Obviously a major appeal of these cameras is the pocketable size.

I grew tired of having an SLR, then DSLR, or even a Sony NEX with adapter and vintage lens, swinging across my chest.

I prefer a camera I can have on a wrist strap and hold in the palm of my hand.

In my experiences of the last few years, I would categorise the cameras I’ve used into four sizes.

Palm – A camera you can virtually hide it in your hand, like the Canon Digital IXUS 870 IS or Sony Cyber-shot DSC-L1.

Jacket pocket – The typical size of your average digital compact, still very small and light compared to a DSLR, but not tiny enough to secrete in your hand or a trouser pocket. For example the Ricoh GRD III, Pentax Q or Panasonic Lumix LX3.

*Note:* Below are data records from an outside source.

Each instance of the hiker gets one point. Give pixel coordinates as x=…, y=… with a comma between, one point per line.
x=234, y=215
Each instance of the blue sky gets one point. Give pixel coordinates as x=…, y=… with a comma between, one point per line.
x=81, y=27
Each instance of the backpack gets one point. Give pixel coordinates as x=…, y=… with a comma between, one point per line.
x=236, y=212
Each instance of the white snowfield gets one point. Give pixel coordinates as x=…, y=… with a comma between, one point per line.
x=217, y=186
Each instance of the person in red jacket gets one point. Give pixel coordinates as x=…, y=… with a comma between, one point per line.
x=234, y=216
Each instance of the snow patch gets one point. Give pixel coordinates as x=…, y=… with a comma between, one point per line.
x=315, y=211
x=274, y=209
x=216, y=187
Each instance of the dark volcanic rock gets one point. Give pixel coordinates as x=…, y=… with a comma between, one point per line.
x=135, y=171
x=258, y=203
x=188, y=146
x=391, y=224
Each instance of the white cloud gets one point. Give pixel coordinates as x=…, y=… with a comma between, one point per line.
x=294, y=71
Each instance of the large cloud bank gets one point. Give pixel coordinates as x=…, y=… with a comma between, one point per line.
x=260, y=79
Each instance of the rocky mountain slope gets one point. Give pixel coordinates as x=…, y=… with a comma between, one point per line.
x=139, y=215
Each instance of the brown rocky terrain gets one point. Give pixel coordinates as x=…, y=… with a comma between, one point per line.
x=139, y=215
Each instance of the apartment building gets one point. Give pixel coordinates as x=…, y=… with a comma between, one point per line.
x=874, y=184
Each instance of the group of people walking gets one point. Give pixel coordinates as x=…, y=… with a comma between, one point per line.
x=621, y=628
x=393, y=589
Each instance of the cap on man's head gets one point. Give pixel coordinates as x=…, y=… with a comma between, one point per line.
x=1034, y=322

Wrist strap – These cameras are too big for most jacket pockets, but still compact enough to have on a wrist strap and in one hand. Many mirrorless cameras are of this size, like the Panasonic Lumix GF1.

Everything larger – Even a small DSLR is a bit cumbersome on just a wrist strap, and generally these bodies are more comfortable with a strap across your chest or out back in a bag between shoots.

On the whole, it follows too that the larger the camera, the heavier it is.

But in favouring small, light cameras, there is a limit, an optimum.

I haven’t simply gone for the smallest and lightest possible cameras available. For the same reason I’ve tried on a few occasions to rely only on a phone as my main camera, and quickly remembered it’s not going to work.

This is all about how the camera feels in your hand(s).

You can have a tiny camera, but the handling is so awkward, and space and grip for your fingers so lacking, it can be more challenging – and more annoying – to use than a far bigger camera with excellent ergonomics.

A surprisingly significant factor I’ve also found is the screen, and its size and position on the back of the camera.

Having a larger screen obviously means you can see your compositions better, and make better judgements on the hoof about exposure, focus, depth of field and so on.

But again, if the screen takes up so much of the rear that your thumb has nowhere to rest firmly, and/or the buttons have been made so minute to accommodate the larger screen you can’t operate them easily, it’s a major downside for me.

So in assessing the size of my ideal camera, whilst there might be general rules, there is no single magic formula. 

The Sony Cyber-shot DSC-L1 on paper is too small to be comfortable to use – just 95mm long, 44mm high and 26mm deep.

But details like the 1.5 inch screen being small enough to get out of the way (but big and sharp enough to still compose ok), the ample space for your thumb on the rear, the clever position of the angled wrist strap lug and raised metal texture to aid grip even more, the lens being positioned on the far left of the front of the camera so your fingers have plenty of space to close around, and the curved front face following the shape of your partly closed grip, all add up to a camera with brilliant handling.

Something like the A series Canon PowerShots (eg the A95) are much chunkier than the diminutive Sony and into jacket pocket territory. But again, excellent handling – even one handed – and intelligent design and layout, make it a winner.

Clockwise from top left – Canon PowerShot A95, Canon Digital IXUS 870 IS, Sony Cyber-shot DSC-L1. The names of these cameras are often bigger than they are…

How about you? How big is your favourite camera, and what makes its size so ideal for you?